Being an illustrator...

The reason I started drawing was simple.

Before my parents divorced, kindergarten always had art time at 1 PM, and I'd draw our family every single session.

The pictures always featured a sturdy dad, a kind mom, and me smiling happily between them.

When I brought those family drawings home from kindergarten, my parents—who weren't on the best terms—would stop arguing and break into happy smiles.

Of course, I had none of Picasso's confidence about surpassing Leonardo da Vinci by age thirteen, nor any real talent. They were just thrilled that I'd drawn them.

Simply bringing smiles to our home, always weighed down by worries and concerns, was enough to make me fall in love with drawing.

Pictures always bring joy to someone.

That was the immutable truth I grasped as a kid.

And it's why I majored in design and became an illustrator.

"Sit on the bed all ladylike for a sec."

Han Cheong-ah shot me a puzzled look but obediently did as I asked. I dragged over a table and chair, settling down across from her.

Our eyes met from a short distance away.

Right now, the character I'd drawn myself was alive and breathing before me.

Those cool-looking blue eyes, a face that was mature yet still held traces of girlhood, long pink hair smooth as silk cascading down to her hips.

Han Cheong-ah.

The 4D beauty character my friend had planned and I'd designed myself.

In this world, no great portraitist like Frans Hals or genius like Leonardo da Vinci could draw her better than me. I was confident of that.

I gripped a ballpoint pen and stared at her face.

This wasn't my atelier—no sketchbook or 4B pencil like I used at the café, no 3.2 million won tablet and stylus for proper work.

But I took her as my model and started on a quick sketch—croquis, capturing her natural pose and form in fast strokes.

Croquis is a sketching technique where you observe and rapidly render the subject's natural posture or key features.

I'd only tried it a few times in my school art club, never dreaming I'd do it again in a situation like this.

Her form began to take shape on the blank white paper.

As time passed, the ballpoint's black lines molded her likeness, growing more defined with each overlapping stroke.
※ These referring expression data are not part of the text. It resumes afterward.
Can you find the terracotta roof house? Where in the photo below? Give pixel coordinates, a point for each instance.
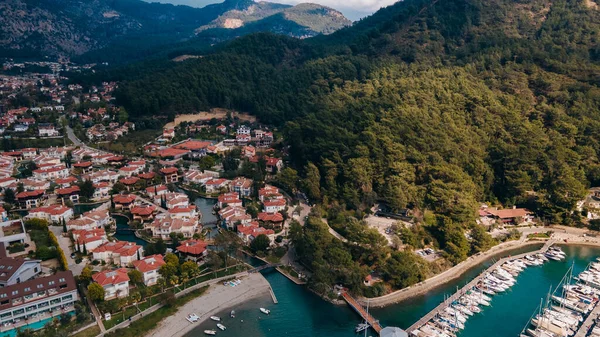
(115, 283)
(143, 213)
(52, 213)
(193, 250)
(124, 200)
(121, 253)
(149, 267)
(171, 174)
About two minutes later...

I flipped the page with the finished croquis and spoke up.

"Mind trying a different pose this time?"

Han Cheong-ah blinked blankly from her seat before standing.

Then she struck that iconic pose any subculture otaku would recognize on sight—the classic dehe~☆.

"Gotta hold it for two minutes..."

It was a pretty dynamic pose to maintain for two minutes...

And this girl was casually lifting one leg like it was nothing.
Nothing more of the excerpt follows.